Consider the case of the 5,000 English berserking archers at Agincourt. These guys reputedly dropped their longbows and, picking up swords and axes, took on 6,000 armored French knights, which were also on foot, and slaughtered or captured the lot.
Yes, the English had 1000 armored knights pinning the French men-at-arms in place from the front as the English archers swarmed in from the flanks.
But does something seem wrong about this picture?
How about the fact that, under normal circumstances, a heavily-armored French knight could take on several sword-wielding archers wearing only leather jerkins as protection. So how did the French get overwhelmed? When the archers came rushing in from the flanks, why didn't the French knights turn and cut them to pieces?
First, they were fatigued from fighting and slogging in the mud of the plowed field on which the battle was fought while weighted down by armor. In effect, they were less agile IN THE MUD than the unincumbered archers. On clear terrain, armor versus agility would result in a clear advantage for armor against light infantry (the archers), which is why they were armored in the first place.

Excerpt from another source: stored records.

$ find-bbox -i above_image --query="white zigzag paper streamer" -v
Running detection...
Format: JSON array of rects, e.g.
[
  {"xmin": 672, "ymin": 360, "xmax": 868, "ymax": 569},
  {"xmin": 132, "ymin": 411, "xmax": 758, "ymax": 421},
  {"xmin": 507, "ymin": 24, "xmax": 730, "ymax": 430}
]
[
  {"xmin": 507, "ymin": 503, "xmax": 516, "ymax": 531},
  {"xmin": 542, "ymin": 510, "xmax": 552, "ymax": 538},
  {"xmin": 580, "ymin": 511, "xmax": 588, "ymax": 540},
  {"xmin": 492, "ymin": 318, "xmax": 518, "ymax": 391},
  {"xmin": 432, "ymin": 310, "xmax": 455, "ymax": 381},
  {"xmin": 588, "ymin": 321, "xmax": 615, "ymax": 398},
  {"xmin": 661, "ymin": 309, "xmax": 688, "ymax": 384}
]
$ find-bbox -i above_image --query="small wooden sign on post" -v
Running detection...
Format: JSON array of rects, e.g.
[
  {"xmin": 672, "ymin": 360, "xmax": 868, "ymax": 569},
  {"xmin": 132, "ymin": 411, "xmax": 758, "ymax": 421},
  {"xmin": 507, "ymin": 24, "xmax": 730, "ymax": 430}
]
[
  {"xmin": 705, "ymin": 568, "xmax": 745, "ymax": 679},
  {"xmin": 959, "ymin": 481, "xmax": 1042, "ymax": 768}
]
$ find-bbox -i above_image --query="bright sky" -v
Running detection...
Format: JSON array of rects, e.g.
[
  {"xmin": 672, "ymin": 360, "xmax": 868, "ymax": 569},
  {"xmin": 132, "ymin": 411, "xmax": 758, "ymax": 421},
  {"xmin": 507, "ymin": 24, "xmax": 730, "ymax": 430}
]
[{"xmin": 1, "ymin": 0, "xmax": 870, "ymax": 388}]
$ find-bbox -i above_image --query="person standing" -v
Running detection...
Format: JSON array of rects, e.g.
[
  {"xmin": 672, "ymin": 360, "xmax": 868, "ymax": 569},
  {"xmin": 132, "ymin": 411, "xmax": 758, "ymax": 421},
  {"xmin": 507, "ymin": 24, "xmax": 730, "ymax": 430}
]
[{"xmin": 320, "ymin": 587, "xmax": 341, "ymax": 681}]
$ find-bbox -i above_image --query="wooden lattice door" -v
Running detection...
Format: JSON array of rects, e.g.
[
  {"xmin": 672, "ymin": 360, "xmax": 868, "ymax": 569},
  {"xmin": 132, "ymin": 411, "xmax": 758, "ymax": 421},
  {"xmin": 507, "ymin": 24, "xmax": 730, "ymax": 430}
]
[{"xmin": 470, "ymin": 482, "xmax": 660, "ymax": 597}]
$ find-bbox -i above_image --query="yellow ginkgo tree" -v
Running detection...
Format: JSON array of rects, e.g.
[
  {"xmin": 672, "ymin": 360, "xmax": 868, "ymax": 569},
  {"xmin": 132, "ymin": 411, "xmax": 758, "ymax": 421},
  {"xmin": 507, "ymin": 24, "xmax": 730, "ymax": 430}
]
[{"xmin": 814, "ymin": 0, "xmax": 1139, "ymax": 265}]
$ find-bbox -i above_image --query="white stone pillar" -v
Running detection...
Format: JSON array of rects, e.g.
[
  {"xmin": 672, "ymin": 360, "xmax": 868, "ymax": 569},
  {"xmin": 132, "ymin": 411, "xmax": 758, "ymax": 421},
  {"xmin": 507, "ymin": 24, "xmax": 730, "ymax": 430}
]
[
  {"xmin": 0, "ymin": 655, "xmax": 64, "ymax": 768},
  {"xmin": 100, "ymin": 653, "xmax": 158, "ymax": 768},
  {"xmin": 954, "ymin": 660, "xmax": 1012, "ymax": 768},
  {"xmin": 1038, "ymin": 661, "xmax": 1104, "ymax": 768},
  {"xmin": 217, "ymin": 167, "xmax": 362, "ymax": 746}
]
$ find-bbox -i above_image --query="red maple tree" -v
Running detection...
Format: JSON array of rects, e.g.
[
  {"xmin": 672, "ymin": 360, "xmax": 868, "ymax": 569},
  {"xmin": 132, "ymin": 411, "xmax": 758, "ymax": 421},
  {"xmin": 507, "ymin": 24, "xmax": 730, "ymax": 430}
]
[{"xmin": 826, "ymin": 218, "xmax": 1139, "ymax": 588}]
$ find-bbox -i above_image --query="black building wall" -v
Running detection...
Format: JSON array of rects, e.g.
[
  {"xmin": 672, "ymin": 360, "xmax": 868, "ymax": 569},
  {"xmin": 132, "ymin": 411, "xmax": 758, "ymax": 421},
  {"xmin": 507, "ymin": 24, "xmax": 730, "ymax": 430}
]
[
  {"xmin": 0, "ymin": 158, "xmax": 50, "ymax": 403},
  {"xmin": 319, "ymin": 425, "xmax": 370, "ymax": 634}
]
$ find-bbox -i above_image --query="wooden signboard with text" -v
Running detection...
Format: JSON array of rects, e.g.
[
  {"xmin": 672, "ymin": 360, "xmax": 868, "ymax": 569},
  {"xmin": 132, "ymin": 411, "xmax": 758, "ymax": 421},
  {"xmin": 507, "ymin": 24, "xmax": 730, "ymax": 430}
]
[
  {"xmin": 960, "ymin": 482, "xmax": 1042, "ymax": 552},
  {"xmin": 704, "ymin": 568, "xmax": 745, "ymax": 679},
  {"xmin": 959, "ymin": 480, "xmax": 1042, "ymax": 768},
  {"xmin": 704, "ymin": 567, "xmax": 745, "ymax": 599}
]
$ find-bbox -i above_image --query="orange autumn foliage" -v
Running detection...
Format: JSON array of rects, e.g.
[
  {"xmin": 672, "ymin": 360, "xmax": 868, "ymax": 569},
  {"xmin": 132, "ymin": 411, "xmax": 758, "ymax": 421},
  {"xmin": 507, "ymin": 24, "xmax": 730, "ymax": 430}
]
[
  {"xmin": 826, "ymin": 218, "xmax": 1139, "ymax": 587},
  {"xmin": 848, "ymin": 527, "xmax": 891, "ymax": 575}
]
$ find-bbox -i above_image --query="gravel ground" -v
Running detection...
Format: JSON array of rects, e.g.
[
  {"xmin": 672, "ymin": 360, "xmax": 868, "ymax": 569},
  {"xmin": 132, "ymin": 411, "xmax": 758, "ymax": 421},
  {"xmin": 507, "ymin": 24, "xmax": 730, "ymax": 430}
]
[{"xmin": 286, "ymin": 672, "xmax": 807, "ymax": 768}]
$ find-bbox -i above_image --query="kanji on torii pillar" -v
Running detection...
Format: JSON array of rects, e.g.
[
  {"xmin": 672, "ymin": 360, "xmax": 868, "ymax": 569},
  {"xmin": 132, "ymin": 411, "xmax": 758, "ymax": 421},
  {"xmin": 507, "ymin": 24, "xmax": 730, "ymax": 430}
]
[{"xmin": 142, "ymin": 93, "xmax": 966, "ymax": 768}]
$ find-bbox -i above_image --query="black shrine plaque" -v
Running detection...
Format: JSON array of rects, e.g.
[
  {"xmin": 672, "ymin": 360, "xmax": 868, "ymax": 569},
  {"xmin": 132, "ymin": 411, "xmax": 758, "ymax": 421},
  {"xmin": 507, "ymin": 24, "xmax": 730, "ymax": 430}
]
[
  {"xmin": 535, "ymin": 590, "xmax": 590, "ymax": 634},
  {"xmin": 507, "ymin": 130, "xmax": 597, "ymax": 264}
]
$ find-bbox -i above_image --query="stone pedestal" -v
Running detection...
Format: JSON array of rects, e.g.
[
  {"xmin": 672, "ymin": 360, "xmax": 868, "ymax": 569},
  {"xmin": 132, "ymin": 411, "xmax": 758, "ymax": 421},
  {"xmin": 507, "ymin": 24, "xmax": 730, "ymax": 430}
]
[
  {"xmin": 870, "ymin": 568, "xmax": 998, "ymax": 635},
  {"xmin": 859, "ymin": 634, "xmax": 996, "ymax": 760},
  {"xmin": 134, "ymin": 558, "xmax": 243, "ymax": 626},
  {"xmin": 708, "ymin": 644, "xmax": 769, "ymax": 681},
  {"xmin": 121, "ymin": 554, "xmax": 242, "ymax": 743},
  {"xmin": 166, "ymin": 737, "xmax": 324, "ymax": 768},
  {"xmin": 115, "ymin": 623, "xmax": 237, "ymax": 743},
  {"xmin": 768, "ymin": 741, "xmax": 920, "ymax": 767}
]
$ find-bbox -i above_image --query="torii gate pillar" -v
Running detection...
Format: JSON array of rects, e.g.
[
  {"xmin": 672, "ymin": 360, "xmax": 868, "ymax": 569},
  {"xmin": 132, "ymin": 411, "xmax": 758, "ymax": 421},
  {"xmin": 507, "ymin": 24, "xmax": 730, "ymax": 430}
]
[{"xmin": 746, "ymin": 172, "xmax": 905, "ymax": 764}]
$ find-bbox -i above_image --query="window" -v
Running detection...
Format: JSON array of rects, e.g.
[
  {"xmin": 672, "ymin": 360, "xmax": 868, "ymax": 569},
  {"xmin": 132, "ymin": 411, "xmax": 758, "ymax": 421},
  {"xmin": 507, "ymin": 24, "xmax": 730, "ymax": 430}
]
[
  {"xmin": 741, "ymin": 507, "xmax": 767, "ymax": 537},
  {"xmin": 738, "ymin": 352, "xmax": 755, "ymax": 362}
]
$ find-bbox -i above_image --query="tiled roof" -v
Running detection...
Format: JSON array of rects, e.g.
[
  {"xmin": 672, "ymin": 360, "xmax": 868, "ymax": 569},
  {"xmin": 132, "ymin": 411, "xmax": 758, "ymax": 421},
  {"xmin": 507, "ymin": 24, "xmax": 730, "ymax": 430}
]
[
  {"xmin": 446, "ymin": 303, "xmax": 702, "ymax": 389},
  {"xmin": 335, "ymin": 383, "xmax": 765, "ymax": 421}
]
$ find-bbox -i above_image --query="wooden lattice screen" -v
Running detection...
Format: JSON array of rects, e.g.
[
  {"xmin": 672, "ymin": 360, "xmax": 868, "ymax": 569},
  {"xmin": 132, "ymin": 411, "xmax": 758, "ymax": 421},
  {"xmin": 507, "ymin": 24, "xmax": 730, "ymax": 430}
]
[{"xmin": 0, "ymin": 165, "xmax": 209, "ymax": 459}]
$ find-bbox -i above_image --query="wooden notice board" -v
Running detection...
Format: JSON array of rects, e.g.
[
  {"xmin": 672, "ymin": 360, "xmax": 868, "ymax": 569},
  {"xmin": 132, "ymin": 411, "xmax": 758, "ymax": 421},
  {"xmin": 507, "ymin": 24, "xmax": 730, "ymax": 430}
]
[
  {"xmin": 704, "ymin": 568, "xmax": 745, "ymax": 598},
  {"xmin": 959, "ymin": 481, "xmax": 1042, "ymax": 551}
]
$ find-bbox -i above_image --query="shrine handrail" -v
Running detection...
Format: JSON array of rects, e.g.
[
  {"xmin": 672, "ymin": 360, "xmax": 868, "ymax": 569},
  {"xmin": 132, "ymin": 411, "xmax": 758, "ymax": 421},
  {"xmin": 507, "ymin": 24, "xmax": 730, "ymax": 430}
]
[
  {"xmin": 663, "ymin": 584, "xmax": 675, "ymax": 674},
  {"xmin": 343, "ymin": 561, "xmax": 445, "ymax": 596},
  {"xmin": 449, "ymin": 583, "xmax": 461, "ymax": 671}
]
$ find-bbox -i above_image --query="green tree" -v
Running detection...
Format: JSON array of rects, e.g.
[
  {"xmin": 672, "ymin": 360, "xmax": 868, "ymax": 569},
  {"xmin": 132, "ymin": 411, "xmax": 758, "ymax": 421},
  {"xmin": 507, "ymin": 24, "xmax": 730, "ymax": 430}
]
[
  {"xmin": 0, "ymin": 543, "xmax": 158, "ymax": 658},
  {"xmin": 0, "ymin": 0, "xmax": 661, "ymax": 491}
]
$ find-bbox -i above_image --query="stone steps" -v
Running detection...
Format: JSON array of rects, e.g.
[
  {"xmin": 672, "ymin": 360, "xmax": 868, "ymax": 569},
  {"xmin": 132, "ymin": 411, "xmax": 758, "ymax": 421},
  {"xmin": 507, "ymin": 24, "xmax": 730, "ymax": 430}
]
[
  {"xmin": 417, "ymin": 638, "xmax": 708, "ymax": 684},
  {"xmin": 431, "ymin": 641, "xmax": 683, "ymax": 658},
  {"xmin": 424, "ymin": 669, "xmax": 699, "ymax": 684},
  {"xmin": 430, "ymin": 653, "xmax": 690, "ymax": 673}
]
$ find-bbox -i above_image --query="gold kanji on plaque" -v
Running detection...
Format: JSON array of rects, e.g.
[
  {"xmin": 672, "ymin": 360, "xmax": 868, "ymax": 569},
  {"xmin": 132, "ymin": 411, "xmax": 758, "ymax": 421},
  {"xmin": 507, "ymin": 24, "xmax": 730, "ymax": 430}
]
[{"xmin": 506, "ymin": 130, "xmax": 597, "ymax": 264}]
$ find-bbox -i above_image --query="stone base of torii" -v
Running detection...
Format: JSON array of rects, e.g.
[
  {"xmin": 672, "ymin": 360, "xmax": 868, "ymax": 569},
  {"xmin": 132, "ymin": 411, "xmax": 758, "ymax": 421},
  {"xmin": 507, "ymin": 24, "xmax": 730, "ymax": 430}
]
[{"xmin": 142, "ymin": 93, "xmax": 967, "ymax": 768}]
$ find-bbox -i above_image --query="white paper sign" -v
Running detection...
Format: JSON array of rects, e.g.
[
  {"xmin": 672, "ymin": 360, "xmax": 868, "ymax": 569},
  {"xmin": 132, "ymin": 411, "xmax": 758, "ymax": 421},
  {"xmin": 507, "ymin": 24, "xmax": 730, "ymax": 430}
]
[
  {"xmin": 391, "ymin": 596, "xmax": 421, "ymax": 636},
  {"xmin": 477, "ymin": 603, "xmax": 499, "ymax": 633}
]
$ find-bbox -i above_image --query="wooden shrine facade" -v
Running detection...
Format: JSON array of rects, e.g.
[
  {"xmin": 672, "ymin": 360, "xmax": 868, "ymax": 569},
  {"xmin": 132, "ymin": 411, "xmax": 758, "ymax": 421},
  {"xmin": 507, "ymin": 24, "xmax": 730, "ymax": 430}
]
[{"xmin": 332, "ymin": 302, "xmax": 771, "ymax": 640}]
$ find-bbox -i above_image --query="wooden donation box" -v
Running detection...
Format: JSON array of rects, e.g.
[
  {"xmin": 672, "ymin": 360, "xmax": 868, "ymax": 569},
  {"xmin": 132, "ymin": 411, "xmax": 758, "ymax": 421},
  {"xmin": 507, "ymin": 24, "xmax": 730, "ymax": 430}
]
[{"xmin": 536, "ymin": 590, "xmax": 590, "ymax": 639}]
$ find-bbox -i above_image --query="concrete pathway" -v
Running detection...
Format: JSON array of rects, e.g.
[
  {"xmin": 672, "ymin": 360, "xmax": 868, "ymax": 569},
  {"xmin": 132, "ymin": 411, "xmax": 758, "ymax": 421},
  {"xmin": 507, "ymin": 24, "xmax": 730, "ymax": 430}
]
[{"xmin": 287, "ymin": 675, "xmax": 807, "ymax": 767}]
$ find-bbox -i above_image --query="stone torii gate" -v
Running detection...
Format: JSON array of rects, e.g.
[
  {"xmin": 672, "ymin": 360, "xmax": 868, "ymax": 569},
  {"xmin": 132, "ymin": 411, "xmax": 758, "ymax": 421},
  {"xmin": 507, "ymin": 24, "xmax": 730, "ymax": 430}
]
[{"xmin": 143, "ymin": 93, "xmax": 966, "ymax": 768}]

But, instead, they were in mud.
Second, the French men-at-arms were forced in on each other by the funneling effect of the battlefield and the arrow fire from the flanks. This crowding caused the French confusion, disorder and difficulty using their weapons.
To model these two aspects of the battle in the game, AGINCOURT, two consideratuions were made in the game design. Firstly, melee attacks by longbowmen converted to light infantry against French infantry (men-at-arms) in a PLOWED FIELD (mud) terrain hex will result in a + 1 modification to the d6 mellee die roll in favor of the attacking converted archers (light infantry). In addition, whenever an infantry (men-at-arms) unit type is in melee and is not the only unit in its hex, the meleeing infantry unit suffers a - 1 modifier as an attacker or a + 1 modifier is given to an attacker meleeing against that unit.